From sparring with shadows in a neighbour’s shed, because her local boxing club didn’t allow girls to join, to this, it’s been a journey like few others. Back when she won silver at the 2016 world championships, she talked about her wonder at even reaching the final when, as she put it, she was a “nobody”.
A ‘somebody’
She was already a considerable 'somebody' before Tokyo, but her joy at having "a bronze medal in my bag" was a very, very lovely thing. "She's so relatable, she's a beautiful, beautiful girl, so genuine, so honest," said Kenneth Egan on RTÉ. That she is. Need it be said, you'd have wanted every 2020 Irish Olympian to come home with a medal of one colour or another in their bag, but Harrington's success is especially sweet.

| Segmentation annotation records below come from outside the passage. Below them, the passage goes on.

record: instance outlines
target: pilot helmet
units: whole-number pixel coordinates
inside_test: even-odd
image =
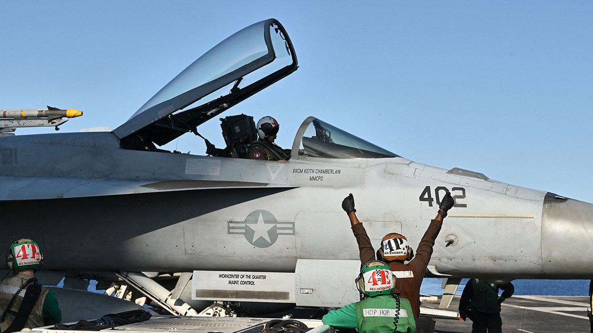
[[[269,116],[263,117],[257,121],[257,135],[262,140],[267,139],[270,135],[276,135],[279,129],[278,122]]]
[[[387,261],[405,261],[414,257],[414,251],[408,245],[407,238],[397,232],[385,235],[381,240],[381,248],[377,252],[378,259]]]
[[[43,263],[39,245],[28,238],[21,238],[11,244],[6,255],[6,265],[13,271],[38,270]]]
[[[369,297],[390,295],[395,288],[396,277],[387,264],[371,260],[362,267],[356,278],[356,288]]]

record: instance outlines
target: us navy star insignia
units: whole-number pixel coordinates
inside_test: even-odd
[[[272,246],[279,235],[295,234],[294,221],[279,222],[267,210],[251,212],[243,222],[228,221],[229,234],[243,234],[248,242],[258,248]]]

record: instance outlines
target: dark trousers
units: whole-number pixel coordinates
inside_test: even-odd
[[[500,313],[484,313],[478,311],[472,311],[473,324],[471,324],[471,333],[502,333],[502,319]]]

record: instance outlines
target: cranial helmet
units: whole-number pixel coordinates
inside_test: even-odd
[[[267,139],[270,135],[276,135],[279,129],[278,122],[269,116],[263,117],[257,121],[257,135],[262,140]]]
[[[13,271],[37,270],[43,263],[43,254],[33,239],[21,238],[8,247],[6,265]]]
[[[371,260],[361,270],[356,278],[358,291],[369,297],[390,295],[395,287],[396,277],[385,262]]]
[[[392,232],[388,233],[381,240],[381,248],[377,251],[377,257],[381,254],[383,260],[412,260],[414,251],[407,244],[407,238],[403,235]],[[382,249],[382,251],[380,250]],[[382,252],[382,253],[380,253]]]

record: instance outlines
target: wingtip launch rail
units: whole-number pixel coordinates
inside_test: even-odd
[[[0,135],[14,132],[18,127],[55,126],[58,130],[58,126],[68,121],[68,119],[81,116],[82,111],[78,110],[60,110],[50,106],[46,109],[0,110]]]

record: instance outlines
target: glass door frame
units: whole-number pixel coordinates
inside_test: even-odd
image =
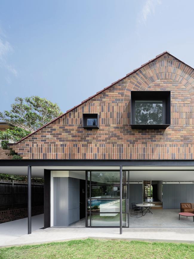
[[[102,171],[102,172],[106,172],[106,171],[110,171],[110,172],[114,172],[114,171],[116,171],[118,172],[120,174],[120,170],[87,170],[86,171],[86,221],[85,221],[85,226],[87,228],[120,228],[120,226],[91,226],[91,214],[92,213],[91,212],[91,200],[93,200],[92,198],[91,198],[91,186],[98,186],[98,185],[100,185],[100,184],[91,184],[91,172],[92,171],[94,172],[97,172],[97,171]],[[88,184],[88,173],[90,172],[90,183],[89,184]],[[122,215],[125,215],[125,216],[127,216],[128,217],[127,221],[128,221],[128,226],[122,226],[122,228],[129,228],[129,171],[128,170],[123,170],[122,171],[122,194],[123,193],[123,187],[124,186],[127,186],[127,197],[126,198],[124,198],[123,197],[122,197],[122,200],[125,200],[125,211],[124,212],[122,212]],[[124,182],[123,180],[124,180],[124,175],[125,173],[128,173],[128,180],[127,181],[125,181]],[[120,178],[119,178],[119,183],[116,185],[114,185],[113,184],[102,184],[101,185],[104,185],[105,186],[107,185],[107,186],[111,186],[111,185],[115,185],[116,186],[120,186]],[[90,186],[90,197],[88,197],[88,191],[87,191],[87,187],[88,186]],[[121,190],[120,190],[120,191],[121,191]],[[101,198],[102,200],[115,200],[117,199],[116,198]],[[117,198],[118,199],[120,199],[120,198]],[[97,198],[96,198],[95,199],[97,199]],[[88,205],[88,200],[90,200],[90,212],[89,213],[88,213],[87,211],[87,205]],[[119,213],[119,214],[120,213],[120,210],[119,212],[117,212],[117,213]],[[110,213],[110,214],[113,214],[114,213],[115,213],[115,212],[106,212],[105,213]],[[90,214],[90,226],[88,225],[88,214]]]

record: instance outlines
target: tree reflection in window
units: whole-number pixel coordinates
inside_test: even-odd
[[[135,124],[162,124],[162,101],[136,101]]]

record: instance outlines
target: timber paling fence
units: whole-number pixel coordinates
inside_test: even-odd
[[[43,206],[44,184],[32,182],[32,207]],[[0,211],[27,207],[27,182],[0,179]]]

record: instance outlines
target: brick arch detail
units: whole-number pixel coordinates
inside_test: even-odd
[[[130,99],[132,91],[147,91],[150,85],[157,80],[173,80],[187,89],[192,102],[194,102],[194,71],[178,61],[156,61],[141,68],[130,79],[124,97],[124,101]],[[193,77],[191,76],[193,74]]]

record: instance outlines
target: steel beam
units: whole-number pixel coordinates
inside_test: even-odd
[[[120,235],[122,233],[122,165],[120,166]]]
[[[31,166],[28,166],[28,234],[31,233],[31,177],[32,172]]]

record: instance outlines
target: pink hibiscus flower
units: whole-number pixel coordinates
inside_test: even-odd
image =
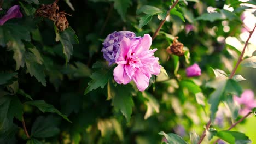
[[[254,100],[254,94],[251,90],[245,90],[241,95],[240,98],[234,96],[234,100],[241,105],[241,109],[239,113],[245,116],[252,111],[252,109],[256,107],[256,100]]]
[[[114,69],[114,79],[119,84],[127,84],[132,80],[140,91],[148,86],[152,75],[158,75],[159,58],[153,56],[157,49],[149,50],[152,39],[149,34],[133,39],[123,38],[120,53]]]

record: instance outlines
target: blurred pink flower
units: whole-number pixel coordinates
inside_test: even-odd
[[[188,34],[191,31],[194,29],[194,26],[193,25],[191,24],[187,24],[185,25],[185,31],[186,31],[186,34]]]
[[[148,86],[152,75],[158,75],[160,66],[153,56],[156,49],[149,50],[152,39],[149,34],[130,39],[124,37],[120,43],[120,53],[114,69],[114,79],[119,84],[127,84],[132,80],[140,91]]]
[[[164,142],[166,143],[168,143],[168,141],[167,140],[166,140],[166,138],[165,138],[165,137],[163,136],[162,138],[162,142]]]
[[[22,14],[20,11],[20,6],[15,5],[8,9],[7,13],[3,17],[0,19],[0,26],[2,26],[6,21],[13,18],[22,17]]]
[[[245,116],[252,109],[256,107],[256,100],[254,100],[254,94],[251,90],[245,90],[239,98],[234,95],[234,100],[237,102],[241,106],[239,111],[241,115]]]
[[[194,77],[201,75],[201,69],[196,63],[188,67],[186,69],[187,76]]]

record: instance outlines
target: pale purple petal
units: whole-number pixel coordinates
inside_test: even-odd
[[[194,77],[201,75],[201,69],[196,63],[187,68],[187,76]]]
[[[149,79],[139,70],[135,71],[133,79],[139,91],[145,91],[149,83]]]
[[[135,34],[130,31],[114,32],[109,34],[102,43],[103,47],[101,51],[103,52],[104,58],[109,62],[109,65],[114,63],[119,56],[120,43],[123,38],[132,38]]]
[[[0,19],[0,26],[2,26],[5,22],[13,18],[22,17],[22,14],[20,11],[20,6],[15,5],[11,7],[3,17]]]
[[[148,34],[144,34],[141,41],[141,44],[137,46],[133,52],[138,55],[142,52],[148,50],[150,48],[152,43],[152,38],[150,35]]]
[[[127,53],[130,47],[131,41],[129,38],[123,38],[122,41],[120,43],[120,53],[119,57],[117,61],[126,60]]]
[[[114,79],[119,84],[127,84],[131,79],[129,78],[123,65],[119,65],[114,69]]]

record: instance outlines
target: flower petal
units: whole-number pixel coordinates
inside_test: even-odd
[[[123,38],[122,41],[120,43],[120,53],[119,57],[117,61],[126,60],[127,57],[127,53],[130,49],[131,41],[130,39],[127,38]]]
[[[139,91],[143,91],[148,87],[149,79],[137,69],[133,75],[133,81]]]
[[[15,5],[8,9],[6,14],[0,19],[0,26],[3,25],[6,21],[13,18],[22,17],[22,14],[20,11],[20,6]]]
[[[129,78],[124,69],[124,65],[118,65],[114,69],[114,79],[119,84],[127,84],[131,79]]]
[[[138,55],[144,51],[149,50],[151,44],[152,43],[152,38],[148,34],[144,34],[143,38],[141,40],[141,43],[133,50],[136,55]]]

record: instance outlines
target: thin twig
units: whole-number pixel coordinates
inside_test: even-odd
[[[240,64],[241,62],[242,62],[242,61],[243,60],[243,55],[245,54],[245,49],[246,49],[246,47],[247,46],[248,43],[249,42],[249,40],[250,40],[251,37],[253,34],[253,32],[254,32],[254,30],[255,30],[255,28],[256,28],[256,25],[255,25],[254,28],[253,28],[253,29],[249,32],[250,34],[249,35],[249,37],[248,38],[247,40],[246,41],[246,43],[245,44],[245,46],[243,46],[243,51],[242,51],[242,53],[241,53],[241,55],[239,57],[238,60],[237,62],[236,63],[236,66],[235,67],[235,68],[234,68],[233,70],[232,70],[232,72],[231,72],[230,75],[229,76],[229,79],[231,79],[232,77],[233,77],[234,75],[235,75],[235,73],[236,72],[236,69],[237,69],[238,67],[239,66],[239,64]]]
[[[198,142],[198,144],[200,144],[203,141],[203,139],[205,139],[205,137],[206,136],[206,130],[208,130],[208,129],[210,128],[210,127],[211,126],[211,123],[212,122],[211,121],[211,119],[208,121],[207,124],[206,124],[206,127],[205,128],[205,130],[203,132],[203,134],[202,134],[202,136],[200,137],[200,139],[199,140],[199,142]]]
[[[252,112],[248,112],[247,114],[246,114],[246,115],[243,116],[242,118],[239,119],[237,122],[232,124],[231,126],[230,126],[230,127],[229,127],[229,128],[227,130],[230,130],[230,129],[235,127],[236,125],[237,125],[237,124],[240,123],[241,122],[243,121],[246,118],[249,116],[251,115],[251,113],[252,113]],[[220,140],[220,139],[218,139],[218,140],[215,141],[214,142],[213,142],[213,144],[217,143]]]
[[[235,73],[236,72],[236,70],[237,69],[237,68],[239,66],[239,64],[240,64],[241,62],[243,60],[243,55],[245,54],[245,49],[247,46],[247,45],[248,45],[248,43],[249,42],[249,40],[250,40],[251,37],[253,34],[255,28],[256,28],[256,25],[254,26],[254,28],[253,28],[253,29],[249,32],[250,34],[249,35],[249,37],[248,38],[247,40],[246,41],[246,43],[245,44],[245,46],[243,47],[243,51],[242,51],[242,53],[241,53],[241,55],[239,57],[238,60],[237,61],[237,62],[236,63],[236,66],[235,67],[234,69],[232,70],[231,74],[229,76],[229,79],[231,79],[232,77],[233,77],[233,76],[235,75]],[[249,113],[248,113],[247,115],[249,115]],[[247,116],[247,115],[246,115],[246,116]],[[237,124],[241,121],[243,121],[246,117],[245,117],[243,118],[241,118],[241,119],[240,119],[241,121],[240,120],[240,121],[237,121],[237,122],[236,122],[236,123],[234,124],[235,124],[234,125],[231,125],[230,127],[231,128],[230,128],[230,129],[229,129],[229,130],[230,129],[232,129],[235,125],[236,125],[236,124]],[[208,124],[209,124],[209,123],[210,123],[210,125],[209,125],[209,127],[208,127],[208,128],[209,128],[210,125],[211,125],[211,120],[209,120],[209,122],[208,122],[207,125],[208,125]],[[199,144],[201,143],[202,142],[202,140],[203,140],[203,139],[205,138],[205,137],[206,136],[206,130],[207,130],[207,127],[206,127],[206,129],[205,130],[205,131],[203,131],[203,134],[201,136],[200,140],[200,141],[199,141],[199,142],[198,143]]]
[[[162,27],[162,25],[164,25],[164,23],[165,23],[165,21],[166,20],[167,17],[168,17],[168,16],[170,15],[170,11],[171,11],[171,10],[172,10],[172,9],[173,9],[175,7],[175,5],[176,5],[176,4],[177,4],[177,3],[178,3],[178,1],[179,1],[179,0],[176,0],[175,1],[175,2],[173,3],[173,4],[169,10],[168,10],[168,11],[167,13],[166,16],[165,17],[165,19],[164,19],[164,20],[162,20],[160,24],[159,25],[159,26],[158,27],[158,29],[156,29],[156,31],[155,31],[155,32],[153,36],[152,37],[152,40],[154,40],[155,38],[155,37],[156,37],[156,35],[158,35],[158,32],[160,30],[160,29]]]
[[[107,25],[107,23],[108,23],[108,20],[109,20],[109,18],[111,16],[111,13],[112,13],[113,8],[114,8],[114,4],[112,3],[109,8],[109,10],[108,10],[108,16],[107,16],[107,18],[106,18],[105,21],[104,22],[104,24],[103,26],[101,27],[101,31],[100,31],[100,35],[102,34],[102,33],[104,32],[106,26]]]
[[[23,125],[23,129],[24,129],[24,131],[25,132],[26,135],[27,135],[27,137],[28,139],[30,139],[30,135],[28,135],[28,133],[27,133],[27,128],[26,128],[26,124],[24,121],[24,118],[23,117],[23,115],[22,116],[22,125]]]

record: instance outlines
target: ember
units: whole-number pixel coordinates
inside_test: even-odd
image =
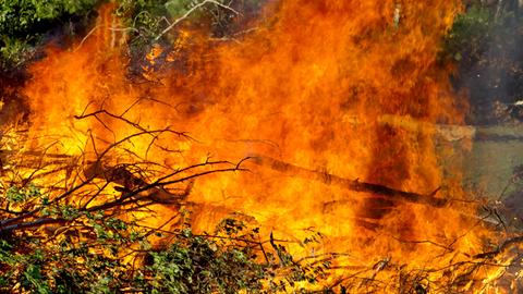
[[[453,66],[438,60],[458,1],[265,9],[231,40],[181,23],[138,79],[127,32],[104,7],[89,35],[31,66],[31,114],[12,131],[16,179],[51,200],[76,193],[71,205],[86,211],[139,199],[150,210],[133,216],[166,231],[188,222],[204,233],[242,216],[270,236],[265,250],[279,255],[284,240],[295,260],[329,262],[313,289],[503,291],[520,243],[502,243],[496,211],[482,211],[462,167],[445,163],[474,136]],[[321,237],[301,242],[312,232]]]

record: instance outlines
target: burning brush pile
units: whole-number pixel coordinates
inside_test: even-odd
[[[12,90],[2,291],[522,291],[521,231],[447,160],[474,132],[438,59],[457,1],[268,2],[220,38],[205,5],[243,13],[195,4],[141,61],[104,5]]]

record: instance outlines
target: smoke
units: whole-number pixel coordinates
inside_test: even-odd
[[[474,1],[454,23],[459,48],[455,86],[470,94],[467,122],[476,125],[523,119],[523,7],[520,1]],[[465,42],[466,40],[466,42]]]

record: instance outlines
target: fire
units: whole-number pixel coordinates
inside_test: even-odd
[[[195,204],[194,228],[207,230],[236,212],[289,240],[321,232],[320,245],[292,249],[346,255],[339,277],[370,268],[356,275],[385,281],[406,272],[403,265],[445,268],[479,253],[488,234],[473,217],[476,207],[455,201],[466,198],[459,168],[441,163],[452,151],[445,127],[463,125],[448,81],[452,69],[437,59],[457,2],[283,0],[238,41],[183,28],[173,51],[153,49],[141,83],[127,78],[119,46],[125,35],[110,29],[106,9],[93,34],[72,48],[50,47],[31,68],[26,148],[59,139],[50,150],[88,160],[138,124],[185,132],[193,139],[139,137],[124,148],[165,169],[209,155],[263,159],[245,161],[251,172],[197,179],[187,199]],[[163,69],[156,70],[161,58]],[[97,119],[83,118],[96,111]],[[357,192],[332,176],[445,204]],[[158,209],[160,219],[173,213]],[[451,277],[438,271],[434,279]]]

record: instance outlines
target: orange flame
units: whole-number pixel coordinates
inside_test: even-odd
[[[437,60],[461,9],[457,2],[281,1],[239,42],[182,30],[167,70],[154,70],[162,49],[147,57],[148,83],[127,79],[127,60],[114,45],[124,36],[108,29],[107,9],[87,39],[69,50],[51,47],[32,66],[24,90],[32,130],[38,144],[59,137],[54,148],[70,155],[99,148],[88,144],[89,134],[101,146],[136,131],[107,117],[104,123],[74,119],[104,109],[150,130],[188,132],[196,140],[157,138],[181,156],[144,140],[129,146],[172,168],[209,154],[230,160],[263,155],[316,174],[422,195],[443,186],[437,198],[462,198],[459,170],[443,175],[440,155],[448,147],[437,146],[445,125],[463,124],[451,69]],[[354,267],[446,265],[442,253],[454,250],[455,261],[482,248],[485,232],[471,217],[474,207],[435,208],[293,170],[250,168],[196,181],[190,196],[199,204],[195,228],[211,228],[233,211],[288,237],[314,228],[326,235],[316,249],[348,253],[345,266]]]

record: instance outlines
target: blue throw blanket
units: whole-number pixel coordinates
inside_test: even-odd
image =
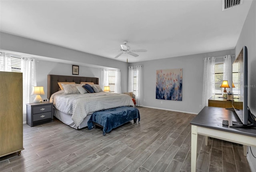
[[[140,112],[138,109],[133,107],[122,106],[100,110],[91,116],[88,122],[88,129],[93,128],[93,122],[96,123],[103,127],[103,135],[105,135],[113,128],[137,118],[140,121]]]

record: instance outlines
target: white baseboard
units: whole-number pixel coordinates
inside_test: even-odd
[[[256,172],[256,169],[254,168],[252,162],[251,161],[251,160],[249,158],[249,154],[247,154],[247,156],[246,156],[246,159],[247,159],[247,161],[248,161],[248,164],[249,164],[249,166],[251,169],[251,171],[252,172]]]
[[[198,114],[198,113],[190,112],[184,112],[184,111],[182,111],[181,110],[173,110],[172,109],[164,109],[163,108],[156,108],[155,107],[145,106],[143,106],[143,107],[144,107],[145,108],[152,108],[153,109],[160,109],[161,110],[169,110],[169,111],[178,112],[179,112],[186,113],[187,114],[195,114],[196,115],[197,115]]]

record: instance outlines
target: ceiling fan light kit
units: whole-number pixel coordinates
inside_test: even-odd
[[[115,58],[117,58],[119,57],[120,56],[123,54],[130,54],[134,57],[138,57],[138,56],[139,56],[138,54],[135,54],[133,52],[146,52],[147,51],[146,50],[143,49],[131,50],[130,46],[126,45],[127,43],[128,43],[128,42],[126,41],[123,41],[123,43],[124,45],[120,45],[121,49],[120,49],[120,51],[121,51],[121,52],[116,55],[115,57]],[[128,62],[128,58],[127,62]]]

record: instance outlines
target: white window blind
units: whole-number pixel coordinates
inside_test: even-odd
[[[116,81],[116,70],[108,70],[108,85],[110,92],[115,92],[115,82]]]
[[[21,58],[11,56],[12,72],[20,72],[21,71]]]
[[[240,86],[244,85],[244,81],[242,80],[239,80],[240,78],[243,78],[240,77],[240,74],[242,74],[239,72],[240,70],[239,64],[239,63],[235,63],[232,65],[232,78],[233,83],[235,86],[235,88],[232,88],[232,92],[234,95],[243,94],[243,93],[240,92],[241,90]]]
[[[137,69],[132,70],[132,92],[138,96],[138,72]]]
[[[222,94],[223,92],[222,88],[220,87],[222,83],[223,80],[223,72],[225,70],[225,66],[223,63],[218,63],[215,64],[214,65],[214,72],[215,80],[215,88],[212,88],[212,93],[216,94]],[[241,82],[243,81],[240,81],[239,65],[239,64],[234,64],[232,66],[232,80],[233,83],[235,86],[235,88],[232,88],[232,92],[234,95],[238,95],[240,94],[240,85]],[[230,83],[229,86],[231,87],[232,85]]]

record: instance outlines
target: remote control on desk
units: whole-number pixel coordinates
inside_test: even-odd
[[[222,126],[228,126],[228,120],[222,120]]]

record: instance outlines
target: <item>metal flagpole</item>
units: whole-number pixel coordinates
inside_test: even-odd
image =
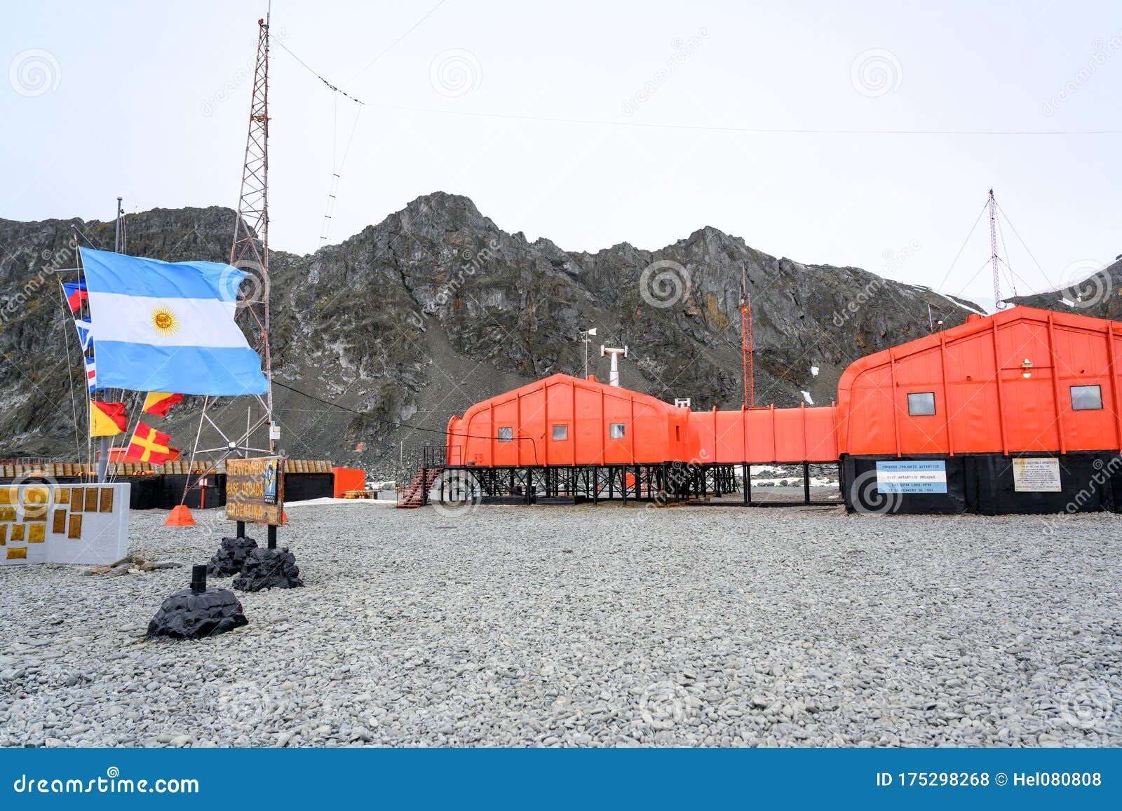
[[[121,197],[118,197],[117,199],[117,230],[113,233],[113,252],[114,254],[120,254],[121,252],[121,216],[123,216],[123,215],[125,215],[125,210],[121,208]],[[96,360],[96,357],[98,357],[96,352],[98,352],[98,350],[94,349],[94,356],[93,356],[94,360]],[[90,383],[89,383],[89,379],[88,379],[86,380],[86,391],[89,391],[89,390],[90,390]],[[90,398],[92,398],[92,394],[90,395],[90,397],[88,397],[88,399],[90,399]],[[92,408],[93,406],[90,406],[90,407]],[[110,446],[109,439],[110,437],[108,437],[108,436],[99,436],[98,437],[98,482],[99,483],[104,483],[105,477],[107,477],[107,474],[109,472],[109,446]]]

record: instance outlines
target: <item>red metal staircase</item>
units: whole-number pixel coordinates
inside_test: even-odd
[[[415,509],[425,504],[429,491],[436,483],[443,468],[422,468],[413,477],[413,481],[397,491],[397,507],[401,509]]]

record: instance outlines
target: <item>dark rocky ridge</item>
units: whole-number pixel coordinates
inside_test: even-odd
[[[221,208],[130,214],[128,250],[223,261],[233,218]],[[112,222],[0,220],[0,457],[74,458],[76,445],[85,454],[84,439],[75,442],[67,381],[70,365],[81,405],[76,341],[53,274],[40,273],[74,265],[72,222],[112,246]],[[644,298],[643,271],[656,261],[686,269],[688,296],[665,307]],[[412,471],[415,449],[440,444],[449,416],[471,403],[554,372],[581,375],[577,334],[588,326],[599,329],[589,371],[601,379],[607,360],[596,357],[598,344],[626,344],[624,386],[691,397],[695,408],[736,407],[742,266],[753,298],[760,404],[797,405],[802,391],[827,404],[849,362],[927,334],[928,305],[948,326],[971,312],[858,268],[776,259],[714,228],[655,251],[620,243],[569,252],[506,233],[467,197],[438,192],[314,255],[272,252],[275,379],[370,415],[277,387],[280,445],[292,457],[387,477],[399,472],[404,455]],[[160,423],[185,450],[197,426],[191,399]],[[221,402],[219,420],[236,432],[250,402]],[[214,446],[217,436],[205,434],[203,446]]]

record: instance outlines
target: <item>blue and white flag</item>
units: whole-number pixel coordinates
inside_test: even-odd
[[[89,319],[74,319],[74,329],[77,330],[77,342],[82,344],[82,351],[88,352],[93,345],[93,324]]]
[[[245,271],[80,250],[99,386],[212,396],[268,390],[261,360],[233,321]]]

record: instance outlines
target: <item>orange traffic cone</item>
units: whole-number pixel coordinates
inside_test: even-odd
[[[194,526],[195,519],[191,517],[191,510],[187,509],[185,504],[181,504],[178,507],[172,507],[172,513],[167,516],[167,520],[164,522],[164,526]]]

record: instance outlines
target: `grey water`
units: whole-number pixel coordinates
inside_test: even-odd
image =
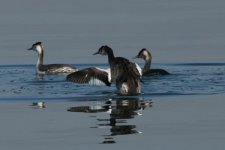
[[[78,68],[107,64],[74,64]],[[142,93],[133,98],[152,99],[158,96],[212,95],[225,93],[224,63],[155,64],[171,74],[143,77]],[[119,98],[111,87],[77,84],[66,81],[66,74],[45,75],[39,79],[34,65],[0,66],[1,101],[80,101]],[[132,97],[131,97],[132,98]]]

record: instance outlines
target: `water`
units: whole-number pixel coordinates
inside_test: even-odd
[[[224,147],[224,18],[224,0],[1,0],[0,149]],[[92,55],[101,45],[126,58],[145,47],[152,67],[171,75],[144,77],[131,97],[63,74],[40,80],[28,65],[37,56],[26,51],[37,41],[44,63],[78,68],[107,68],[106,57]],[[47,107],[33,109],[37,101]]]
[[[106,64],[78,64],[85,68]],[[136,98],[151,99],[157,96],[212,95],[225,92],[224,63],[156,64],[171,73],[167,76],[143,77],[142,93]],[[98,100],[118,98],[115,85],[94,86],[66,81],[66,74],[45,75],[39,79],[34,65],[0,66],[1,101],[36,100]]]

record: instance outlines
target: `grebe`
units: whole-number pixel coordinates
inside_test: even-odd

A year ago, when the sporting world ground to a halt, she was working as a cleaner in the newly opened Covid isolation ward in St Vincent’s Hospital in Fairview, and when she was off duty, she busied herself by entertaining the patients and staff with her shadow boxing to sundry tunes and getting involved in a campaign to help people deal with both the physical and mental impacts of the Covid-19 crisis. There can’t be too many 2020 Olympians who whiled away their lockdown hours in a similar fashion.
And now this, an Olympic medallist.
"I'm overwhelmed with emotion at the moment, sometimes you just think of getting here, I never think of getting medals or anything," she said to RTÉ's Joe Stack. "Sometimes I think I'm lucky. But I can't be that lucky to be winning all these things and end up here, and have a bronze medal in my bag from the Olympic Games."
“The support that I’m getting from the community back home... I’ve heard that it’s lit. I’m just so happy about this... to be able to give them something to be happy about, to sing and dance... I’m just one person lifting a little bit of a nation.”
"Hakuna Matata," she said, "it means no worries for the rest of your days – that's what I say, and that's what the Lion King says."
Fail
Until Kellie's bout, the most unfortunate 2020 Olympic fail appeared to belong to Canadian diver Pamela Ware who scored a 0.0 in the 3m springboard competition when her approach experienced a malfunction and she entered the pool like a dart. Only the wrong way around.
But Khelif sticking her tongue out at Kellie and making odd sounds might have topped that 0.0 in the fail department. Don’t make Kellie mad, like.
“She was making mad grunting noises, like ‘whooooooooh’, and I was like, ‘oh my God, what is this?’ And she was smiling at me and sticking out her tongue. I was just smiling back, as if to say, ‘look, it’s all fun and games until my hand gets lifted’.”
And so it was.
Egan and Eric Donovan were chuffed. "I'm delighted for her parents, I'm delighted for Portland Row, I'm delighted for Kellie," said Eric. "Medal secured, now it's about changing the colour. There was a lot of pressure on Kellie to bring home a medal, now that she has it she can express herself more freely and just go for it."
Candles lighting, go on Kellie, you good thing. But whatever happens, no worries for the rest of your days.